A common way to measure Reliability is Mean Time Between Failure (MTBF) .

Here is how to calculate MTBF: MTBF = (#total elapsed time - #total downtime) / #number of failures

For instance, the total elapsed time is 24 hours, and your total downtime is 4 hours, there are 4 failures. Therefore, the MTBF is equal to (24 hours - 4 hours) / 4 failures = 5 hour MTBF.

Availability

Amount of time a system is operational during a period of time. This is probably the most important metrics when it comes to your users, whether your site actually works and what percent of the time it works.

Poorly designed software requiring downtime for updates is less available.

The metrics for Availability is pretty straightforward: Availability % = (available time / total time) x 100.

For example, yor site is available for 23 hours, and therefore the availability percentage is (23 hours / 24 hours) x 100 = 95.83%.
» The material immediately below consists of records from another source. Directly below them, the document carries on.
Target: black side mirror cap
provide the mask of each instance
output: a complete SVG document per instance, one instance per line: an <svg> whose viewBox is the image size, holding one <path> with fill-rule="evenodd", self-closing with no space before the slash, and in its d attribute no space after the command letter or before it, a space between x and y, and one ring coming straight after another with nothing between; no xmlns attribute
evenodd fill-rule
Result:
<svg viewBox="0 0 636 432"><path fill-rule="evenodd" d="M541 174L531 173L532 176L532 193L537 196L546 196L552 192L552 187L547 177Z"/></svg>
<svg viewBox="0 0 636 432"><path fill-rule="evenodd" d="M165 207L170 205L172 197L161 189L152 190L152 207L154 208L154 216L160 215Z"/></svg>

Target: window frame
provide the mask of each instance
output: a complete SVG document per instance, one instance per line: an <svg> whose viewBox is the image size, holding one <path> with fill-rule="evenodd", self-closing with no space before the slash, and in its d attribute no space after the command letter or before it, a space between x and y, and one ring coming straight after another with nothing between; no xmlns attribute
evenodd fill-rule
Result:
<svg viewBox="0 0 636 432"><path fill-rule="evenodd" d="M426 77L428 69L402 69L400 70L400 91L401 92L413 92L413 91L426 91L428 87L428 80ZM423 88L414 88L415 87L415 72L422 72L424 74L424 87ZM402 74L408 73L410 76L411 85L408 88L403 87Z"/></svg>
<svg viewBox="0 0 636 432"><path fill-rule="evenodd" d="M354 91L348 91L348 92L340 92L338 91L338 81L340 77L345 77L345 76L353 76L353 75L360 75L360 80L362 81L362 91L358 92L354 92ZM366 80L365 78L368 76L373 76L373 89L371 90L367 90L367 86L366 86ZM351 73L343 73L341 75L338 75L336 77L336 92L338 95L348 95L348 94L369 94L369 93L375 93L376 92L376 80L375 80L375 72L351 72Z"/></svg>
Here is a quick reference table for general availability percentage annually:

AvailabilityAnnual Downtime
99%3 days, 15 hours, 40 mins
99.9%8 hours, 46 mins
99.99%52 mins, 36 secs
99.999%5.26 mins

Reliability vs Availability

  1. Reliable system is always an available system.
  2. Availability can be maintained by redundancy, but system may not be reliable. An example would be the Microservice Architecture where you can easily launch a new replica without damaging the system availability.
  3. Reliability software will be more profitable because providing same service requires less backup resources.
  4. Requirements will depend on function of the software.

Using plane as an example, if you need availability to routine maintenance, you could hire a fleet and have backup plane to rolls out and take over that flight. But for a plane, the most important thing you want to make sure it’s reliable because that plane in the air you do not want a failure.

Efficiency

  1. How well the system performs
  2. Latency and throughput often used as metrics.
    1. Latency means how long does a request takes to get back to the user.
    2. Throughput means the total amount of requests and traffic your system can handle.

Manageability

  1. Speed and difficulty involve with maintaining system
  2. Observability, how hard to track bugs.
  3. Difficulty of deploying updates.
  4. Want to abstract away infrastructure so product engineers don’t have to worry about it.